Total RNA was extracted from cells using TRIzol reagent (Thermo Fisher Scientific, Inc.). The cDNA was synthesized using Superscript II reverse transcriptase (Thermo Fisher Scientific, Inc.). qPCR was performed using IQ SYRB Green Supermix and an iCycleriQTX detection system (Bio-Rad Laboratories, Inc., Hercules, CA, USA). The following thermocycling conditions were maintained: Denaturing at 95°C for 20 sec; annealing at 58°C for 30 sec; and extension at 72°C for 30 sec (43 cycles). All signals were normalized against GAPDH and the 2−∆∆Cq method was used to quantify the fold change (12). The primers used were as follows: FASN forward, 5′-GGTCTTGAGAGATGGCTTGC-3′ and reverse, 5′-AATTGGCAAAGCCGTAGTTG-3′; PKM2 forward, 5′-TCGCATGCAGCACCTGATT-3′ and reverse, 5′-CCTCGAATAGCTGCAAGTGGTA-3′; and GAPDH forward, 5′-ACCCACTCCTCCACCTTTGAC-3′ and reverse, 5′-TGTTGCTGTAGCCAAATTCGTT-3′.

RNA interference

Lentivirus-based control and gene-specific short hairpin RNAs (shRNAs) were purchased from Sigma-Aldrich (Merck KGaA). Transfections were performed using Lipofectamine 2000 (Thermo Fisher Scientific, Inc.). A total of 2 µg of gene-specific shRNA or shNT (control) were transfected into 293T cells (5×105 cells). After 48 h transfection, the cultured medium of 293T cells was collected and applied to pancreatic cancer cells. Pancreatic cancer cells were cultured in 5% CO2, at 37°C for 48 h, followed by puromycin (0.75 µg/ml; Sigma-Aldrich; Merck KGaA) selection. Cells were collected 72 h post-transfection. The knockdown efficiency was confirmed through western blotting or PCR using the aforementioned method. shRNA sequences were as follows: shFASN#1, CCGGCCTACTGGATGCGTTCTTCAACTCGAGTTGAAGAACGCATCCAGTAGGTTTTTG; shFASN#2, CCGGGCTGCTAGATGTAGGTGTTAGCTCGAGCTAACACCTACATCTAGCAGCTTTTTG; ShPKM2#1, CCGGCTTTCCTGTGTGTACTCTGTCCTCGAGGACAGAGTACAC ACAGGAAAGTTTTTTG; shPKM2#2, CCGGGTTCGGAGGTTTGATGAAATCCTCGAGGATTTCATCAAACCTCCGAACTTTTTTG.

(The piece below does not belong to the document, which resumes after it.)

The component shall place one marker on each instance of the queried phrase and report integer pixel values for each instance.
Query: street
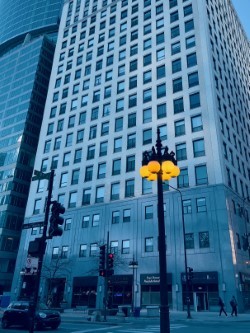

Measurements of glucose consumption and lactate production

Culturing medium was collected 24 h after plasmid transfection or 48 h after lentivirus infection to allow for the measurement of glucose and lactate concentrations. Glucose levels were determined using a Glucose (GO) assay kit (Sigma-Aldrich; Merck KGaA). Glucose consumption was defined as the difference between the glucose concentration in fresh medium and collected medium. Lactate levels were determined using a Lactate assay kit (Eton Bioscience, Inc., San Diego, CA, USA). The optical densities were measured at a wavelength of 570 nm in Molecular Devices Spectramax 190 microplate reader (Marshall Scientific, Hampton, NH, USA).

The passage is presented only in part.